We’ll continue to trek back into the massage studio and we’ll watch the work being done, offering what we can when it’s asked of us. We’ll help heal and hold space and listen well, or as well as we can.
But when I see the twinkle in another’s eye, the one that says, I’m ready for more, I’ll wave that person over and whisper…
“Look, out there.” Pointing toward the ridge beyond the meadow.
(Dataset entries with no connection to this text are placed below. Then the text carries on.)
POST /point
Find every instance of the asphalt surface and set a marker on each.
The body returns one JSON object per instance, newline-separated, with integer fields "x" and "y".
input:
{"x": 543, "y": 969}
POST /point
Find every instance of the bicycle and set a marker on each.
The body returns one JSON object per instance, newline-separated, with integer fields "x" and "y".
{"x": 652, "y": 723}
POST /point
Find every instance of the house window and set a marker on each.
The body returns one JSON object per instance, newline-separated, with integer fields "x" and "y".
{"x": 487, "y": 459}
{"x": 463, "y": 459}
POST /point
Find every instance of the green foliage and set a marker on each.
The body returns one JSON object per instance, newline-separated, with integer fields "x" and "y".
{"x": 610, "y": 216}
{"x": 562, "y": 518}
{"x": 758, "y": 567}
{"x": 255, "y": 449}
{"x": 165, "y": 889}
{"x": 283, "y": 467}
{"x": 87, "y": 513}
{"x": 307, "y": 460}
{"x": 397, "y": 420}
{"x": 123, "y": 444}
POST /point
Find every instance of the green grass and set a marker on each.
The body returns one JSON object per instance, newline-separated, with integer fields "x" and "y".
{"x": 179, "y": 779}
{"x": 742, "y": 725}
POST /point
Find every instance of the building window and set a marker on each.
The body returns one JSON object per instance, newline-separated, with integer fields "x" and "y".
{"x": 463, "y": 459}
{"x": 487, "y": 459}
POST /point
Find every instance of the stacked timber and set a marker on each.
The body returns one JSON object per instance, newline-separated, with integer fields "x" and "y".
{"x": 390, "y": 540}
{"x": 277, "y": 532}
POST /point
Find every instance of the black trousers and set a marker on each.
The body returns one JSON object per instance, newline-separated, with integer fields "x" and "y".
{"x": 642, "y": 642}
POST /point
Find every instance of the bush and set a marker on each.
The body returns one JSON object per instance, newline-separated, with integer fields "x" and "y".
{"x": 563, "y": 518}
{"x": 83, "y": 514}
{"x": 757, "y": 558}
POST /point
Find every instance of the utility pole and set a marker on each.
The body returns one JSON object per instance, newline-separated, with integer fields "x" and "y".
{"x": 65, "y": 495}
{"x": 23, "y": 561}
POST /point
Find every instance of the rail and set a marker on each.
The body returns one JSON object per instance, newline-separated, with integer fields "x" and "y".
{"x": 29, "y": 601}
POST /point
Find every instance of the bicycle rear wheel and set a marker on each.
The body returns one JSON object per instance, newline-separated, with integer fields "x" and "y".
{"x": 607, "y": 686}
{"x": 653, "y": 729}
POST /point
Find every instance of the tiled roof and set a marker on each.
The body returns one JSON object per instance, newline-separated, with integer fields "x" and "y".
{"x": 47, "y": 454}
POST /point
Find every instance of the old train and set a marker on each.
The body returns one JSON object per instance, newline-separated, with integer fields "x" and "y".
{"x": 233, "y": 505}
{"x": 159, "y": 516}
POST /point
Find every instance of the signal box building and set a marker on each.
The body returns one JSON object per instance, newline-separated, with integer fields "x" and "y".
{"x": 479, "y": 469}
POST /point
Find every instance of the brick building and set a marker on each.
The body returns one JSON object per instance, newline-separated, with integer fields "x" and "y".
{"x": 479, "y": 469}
“Just beyond those grasslands is a wilderness where you will find something new. Something that scares you shitless at first. Out there it will feel lonely and you will wonder where your people are. You will fear for the kids and the marriage. For community and bears. But stay close to the signs & don’t look away, keep reading and listening and don’t forget to dance. You will find the new healers, the ones who say the things that made their pastors and priests and rabbis and imams and good, old friends mad. Then, a little deeper into the trees you will see the faintest light—follow it. It will lead you to the campfire of those who have gone before and who have set up camp in these outer lands. They will smile widely at the sight of your haggard, eager face. Every so often you will feel the pull back toward the meadow and to the paved places beyond that. Listen to the breaths of those still enjoying and benefitting from the establishment. Go back and help. Heal. Listen more. Hold space. Honor. And when you see a spark in the eye of the woman whose belly is beating with the pulse of the female divine—pull her aside. Whisper the wisdom of the wilderness back to her and point her in the direction from which you came.”
We’ve come to love & require the chilly nights out here huddled around the embers. The kids and the marriage survived.
There’s something new, I promise, just over that ridge.